The present invention relates to ovens with electric heating elements and to electric heating element systems.
Electric cooking ovens for residential use normally have an electric heating element along the bottom wall of the oven and an electric heating element along the top wall or ceiling of the oven, although a recent innovation has employed a gas broiler for the top heating element in an electric oven, as shown in U.S. Pat. No. 5,909,533. Electric cooking ovens are desirable for many reasons, such as the ability to be self-cleaning by developing an extremely high temperature. Conventionally the electric heating element for the bottom of a residential oven has been a Calrod which is supported by a wire frame a short distance above the bottom surface of the oven. The Calrod is an electric resistance heater rod and, when activated, begins to glow and produce heat and some infrared light waves. The Calrod heating element may be open to the oven or in some oven constructions is placed below a steel sheet coated with porcelain enamel that provides a bottom surface of the oven that may be wiped clean without removing the calrod heating element. In older ovens the Calrod element can be removed for cleaning the bottom of the ovens where the Calrod heating element is exposed. However, the porcelain enamel coating often cracks under the high temperatures to which it is subjected, such as by the self-cleaning cycle.
Recently, a ribbon-type heating element has been used as both the top and bottom heating elements in residential ovens because of the more rapid increase in temperature and higher temperature that may be achieved by such a ribbon-type element but the ribbon is susceptible to damage so it must be covered. While a high temperature glass has been used to cover and protect the ribbon-type heating element when used as the upper element, the porcelain enamel metal sheet that is used to protect the ribbon type bottom heating element is highly susceptible to cracks. Moreover, the porcelain enamel coated metal sheet illuminates infrared heating from the bottom element and is a poor heat conductor.

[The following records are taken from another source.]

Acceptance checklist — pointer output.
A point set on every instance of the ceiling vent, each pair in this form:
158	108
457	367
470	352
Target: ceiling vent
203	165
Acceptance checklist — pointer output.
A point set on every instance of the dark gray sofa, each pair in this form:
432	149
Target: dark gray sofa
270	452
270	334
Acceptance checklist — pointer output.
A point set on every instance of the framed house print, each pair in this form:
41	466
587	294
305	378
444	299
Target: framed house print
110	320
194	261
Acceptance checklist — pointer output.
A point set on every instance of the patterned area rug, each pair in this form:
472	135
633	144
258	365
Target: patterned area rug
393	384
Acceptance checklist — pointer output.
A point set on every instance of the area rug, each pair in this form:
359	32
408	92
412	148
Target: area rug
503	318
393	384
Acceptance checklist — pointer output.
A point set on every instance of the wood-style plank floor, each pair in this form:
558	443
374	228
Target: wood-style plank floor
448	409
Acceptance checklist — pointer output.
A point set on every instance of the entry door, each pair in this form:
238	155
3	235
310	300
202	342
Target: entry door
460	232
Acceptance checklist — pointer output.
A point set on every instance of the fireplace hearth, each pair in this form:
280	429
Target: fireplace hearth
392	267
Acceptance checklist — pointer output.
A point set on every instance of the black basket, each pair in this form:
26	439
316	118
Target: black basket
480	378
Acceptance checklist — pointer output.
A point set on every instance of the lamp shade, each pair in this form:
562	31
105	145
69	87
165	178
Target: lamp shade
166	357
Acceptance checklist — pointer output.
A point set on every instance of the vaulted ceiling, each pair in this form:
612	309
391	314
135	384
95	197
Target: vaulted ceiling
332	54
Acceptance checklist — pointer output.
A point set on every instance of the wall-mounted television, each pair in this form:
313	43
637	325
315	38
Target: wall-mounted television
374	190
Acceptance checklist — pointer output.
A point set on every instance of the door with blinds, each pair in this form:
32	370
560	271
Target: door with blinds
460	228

Both as a practical matter and to meet modern safety requirements, the bottom heating element in an electric oven must successfully resist liquid spills and impacts from pans, which has led to the use of the porcelain enamel coated sheet immediately above the bottom heating element which creates the inefficiencies and potential failures noted above. Heretofore a glass cover over the bottom electric heating element has been unacceptable because of the inability to meet the required impact resistance requirements and, to a lesser extent, the liquid spill resistance requirements.